The first 15 graduates of a new doctoral program in clinical pharmacy – the first of its kind in the country – recently received their doctor of pharmacy degrees from the Hebrew University of Jerusalem. The PharmD is the equivalent in pharmacy of a doctor of medicine degree. The new program was initiated three years ago with enrollment of the first students; it replaced the former master’s program in clinical pharmacy.
Clinical pharmacy incorporates aspects of pharmacology, toxicology, pharmacokinetics and pharmacotherapy and finds its expression within the framework of patient care. The clinical pharmacist is responsible for identifying problems connected with patients’ medications, finding solutions to those problems and trying to prevent them.
The new graduates will work alongside medical doctors in hospitals and health clinics.
“Research has shown that the use of unsuitable medicines is the fifth highest source of mortality in the US,” said program head Prof. Amnon Hoffman. “More people die from medical errors than from road accidents, breast cancer or AIDS. More involvement of pharmacists in guiding patients toward correct, responsible and cautious use of medicines can prevent this phenomenon in many cases. Our new graduates of this program are expected to make a great contribution to the health of patients, and they will serve as ground-breakers for those who come after them.”
Maybe those pedantic people who use alcohol rub all the time are right. Just being in a room can add some 37 million bacteria to the air every hour – material largely left behind by previous occupants and stirred up from the floor, according to new research by Yale University engineers.
“We live in this microbial soup, and a big ingredient is our own microorganisms,” said environmental engineering Prof. Jordan Peccia, the principal investigator of a study recently published online in the journal Indoor Air.
“Mostly people are re-suspending what’s been deposited before. The floor dust turns out to be the major source of the bacteria that we breathe.”
Many previous studies have surveyed the variety of germs present in everyday spaces. But this is the first study that quantifies how much a lone human presence affects the level of indoor biological aerosols. Peccia and his research team measured and analyzed biological particles in a single, ground-floor university classroom over a period of eight days – four days when the room was periodically occupied and four when the room was continuously vacant.

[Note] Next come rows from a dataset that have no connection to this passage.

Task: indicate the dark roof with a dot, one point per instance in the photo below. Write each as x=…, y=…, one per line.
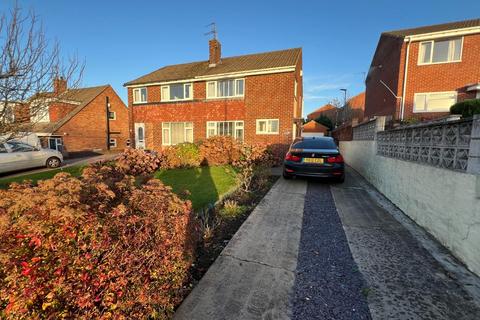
x=273, y=59
x=83, y=96
x=435, y=28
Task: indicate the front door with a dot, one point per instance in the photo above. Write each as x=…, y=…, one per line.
x=140, y=135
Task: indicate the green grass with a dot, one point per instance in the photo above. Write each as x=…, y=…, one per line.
x=73, y=170
x=205, y=184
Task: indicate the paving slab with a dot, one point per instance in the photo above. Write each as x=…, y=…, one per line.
x=404, y=279
x=254, y=275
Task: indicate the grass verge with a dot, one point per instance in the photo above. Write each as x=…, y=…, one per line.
x=202, y=186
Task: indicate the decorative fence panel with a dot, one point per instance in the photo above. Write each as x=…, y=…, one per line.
x=445, y=145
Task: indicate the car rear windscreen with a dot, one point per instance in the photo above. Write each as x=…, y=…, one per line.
x=315, y=144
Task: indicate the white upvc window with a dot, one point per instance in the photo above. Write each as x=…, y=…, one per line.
x=177, y=92
x=440, y=51
x=176, y=132
x=113, y=143
x=226, y=128
x=229, y=88
x=434, y=101
x=140, y=95
x=267, y=126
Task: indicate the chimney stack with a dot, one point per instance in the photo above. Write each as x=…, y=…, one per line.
x=59, y=85
x=215, y=52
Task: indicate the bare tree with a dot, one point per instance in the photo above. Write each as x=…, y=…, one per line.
x=28, y=65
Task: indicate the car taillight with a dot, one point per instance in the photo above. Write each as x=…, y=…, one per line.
x=336, y=159
x=291, y=157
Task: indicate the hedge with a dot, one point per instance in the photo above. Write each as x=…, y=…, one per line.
x=466, y=108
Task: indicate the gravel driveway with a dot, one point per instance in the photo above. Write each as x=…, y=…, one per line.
x=328, y=284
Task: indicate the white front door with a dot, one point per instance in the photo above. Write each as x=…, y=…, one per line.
x=140, y=135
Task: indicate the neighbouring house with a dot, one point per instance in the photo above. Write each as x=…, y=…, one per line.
x=254, y=98
x=82, y=120
x=420, y=72
x=314, y=129
x=328, y=110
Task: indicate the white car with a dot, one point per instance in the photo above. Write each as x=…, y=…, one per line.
x=15, y=155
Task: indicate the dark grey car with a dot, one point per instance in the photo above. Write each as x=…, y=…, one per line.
x=314, y=157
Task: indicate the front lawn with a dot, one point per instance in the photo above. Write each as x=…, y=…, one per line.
x=73, y=170
x=204, y=184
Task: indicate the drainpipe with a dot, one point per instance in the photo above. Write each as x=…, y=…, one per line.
x=107, y=107
x=404, y=89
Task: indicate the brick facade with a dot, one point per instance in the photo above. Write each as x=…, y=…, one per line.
x=266, y=96
x=388, y=65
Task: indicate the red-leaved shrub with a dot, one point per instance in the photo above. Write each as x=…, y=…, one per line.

At all times the windows and doors were kept closed.
Researchers sorted the particles by size.
Overall, they found that “human occupancy was associated with substantially increased airborne concentrations” of bacteria and fungi of various sizes. Occupancy resulted in especially large spikes for larger-sized fungal particles and medium-sized bacterial particles. The size of bacteria-and fungi-bearing particles is important, because size affects the degree to which they are likely to be filtered from the air or linger and recirculate, the researchers note.
The researchers found that about 18% of all bacterial emissions in the room – including both fresh and previously deposited bacteria – came from humans, as opposed to plants and other sources.
Of the 15 most abundant varieties of bacteria identified in the room studied, four are directly associated with humans, including the most abundant, Propionibacterineae, common on human skin. Peccia said carpeted rooms appear to retain especially high amounts of microorganisms, but noted that this does not necessarily mean rugs and carpets should be removed. Extremely few of the microorganisms commonly found indoors are infectious, he said. Still, understanding the content and dynamics of indoor biological aerosols is helpful for devising new ways of improving air quality when necessary, he said.
“All those infectious diseases we get, we get indoors,” he concluded.